A still from Kabhi Khushi Kabhie Gham; Source: abplive.in |
Moreover, at the dawn of the twenty first century we heard Poo from Kabhi Khushi Kabhie Gham (2001) tell her nephew to not call
her aunty. In that statement, she associated beauty, outfits/clothes and age with ‘aunty’. This
is where we are stuck. Loving the self, loving one’s own body, etc are online
phenomena. Beauty is constantly being redefined as a more inclusive concept than
one body type or skin colour (On this note, please watch Nandita Das's 'India's Got Colour' if you haven't yet). Simultaneously, there are also many panic posts
about turning twenty five or more (Didn't we all have a deal with god like Joey from Friends (1994-2004)?). The fear of getting older is more malignant
than the cancerous cells in bone marrow. It derives
from the fear of not being beautiful or having a few ‘good years left’. As much
as we criticise turning thirty as the endgame for women, we tend to fall in its
trap nonetheless.
The question
is, despite our awareness, why do we tend to associate ageing with beauty? Why
don’t we look at experiences? One of the hard pills to swallow is that
sometimes women in powerful social positions tend to fall for flattery based on
looks or clothes. I have had a terrible (and occasionally verbally violent) history with accepting compliments on
the way I look. I now say a polite thank you knowing that the
comment/compliment says more about the speaker or the way s/he looks at me
instead of telling anything about me.
I am not
saying that compliments based on other things are better or worse than ones based on
looks. In fact, I am trying to figure it out. I am definitely not impressed
when I am told about my ‘intelligence’. Maybe, someday I’ll see the point in
being 'intelligent' in isolation. In the present day, if my thoughts and words aren’t useful enough for others to want to question or think, then what's the point? To be honest, I tend to see being called 'intelligent' as a way to end conversations by most people.
However, it
is exhausting to live in a world where age has been interwoven with beauty and marriage. Awareness,
consciously trying to get out of social conditioning, is a process. Should we
settle? No! Am I out of the conditioning? Hell no! I am so used to, ‘Which
class are you studying in?’/ ‘You don’t look like your age, you look like a
class 8 girl!’ that I am elated to know that there’s a section in today’s
population that will call me aunty upon meeting.

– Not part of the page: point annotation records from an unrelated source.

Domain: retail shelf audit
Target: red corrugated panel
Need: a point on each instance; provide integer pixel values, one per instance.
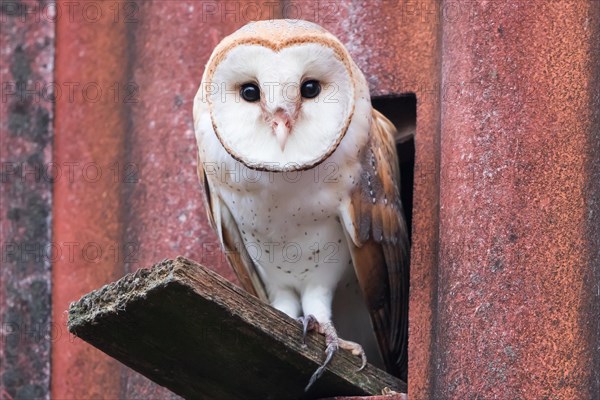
(91, 123)
(518, 301)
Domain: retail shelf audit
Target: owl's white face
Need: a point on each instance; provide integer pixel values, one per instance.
(280, 110)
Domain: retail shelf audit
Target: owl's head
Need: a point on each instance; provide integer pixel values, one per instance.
(280, 94)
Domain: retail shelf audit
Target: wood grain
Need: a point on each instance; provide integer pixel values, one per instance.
(190, 330)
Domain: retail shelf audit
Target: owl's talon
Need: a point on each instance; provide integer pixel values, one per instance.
(330, 350)
(333, 344)
(309, 323)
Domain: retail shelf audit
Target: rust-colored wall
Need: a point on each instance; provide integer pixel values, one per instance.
(518, 265)
(504, 277)
(26, 112)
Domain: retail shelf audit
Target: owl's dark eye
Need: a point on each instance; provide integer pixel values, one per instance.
(250, 92)
(310, 89)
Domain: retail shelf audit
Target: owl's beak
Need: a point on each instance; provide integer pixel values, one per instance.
(281, 128)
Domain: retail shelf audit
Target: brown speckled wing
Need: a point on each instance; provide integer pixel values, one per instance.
(221, 220)
(380, 248)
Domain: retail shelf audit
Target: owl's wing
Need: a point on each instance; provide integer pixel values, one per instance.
(378, 240)
(224, 224)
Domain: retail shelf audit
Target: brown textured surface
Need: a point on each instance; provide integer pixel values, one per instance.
(216, 331)
(26, 332)
(518, 295)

Looking young doesn't seem like a
compliment, honestly. It feels like turning a blind eye to my experiences and
struggles, much of it has a lot to do with my body and its shaming. From making
self deprecating jokes on what I call ‘having crocodile skin’ to openly shutting
people (albeit in a polite manner) who express their uninvited, unasked opinion about how I won't be able to wear sleeveless dresses (which I do wear), I have
come a long way.
In the end, being called aunty by a kid is nowhere near the tragic incidents in my life which include recently being puked at by a completely drunk stranger in Rajiv Chowk metro station while entering the yellow line metro. Thankfully, that metro station has washrooms and my friend, who brought me her clothes, lives three stops away in the blue line. From where I stand, being called aunty is an absolute delight. I love growing up and I absolutely do not mind growing old, so far.
Comments
I'm used to being treated like a grand uncle since my hairs turned grey when i was 40.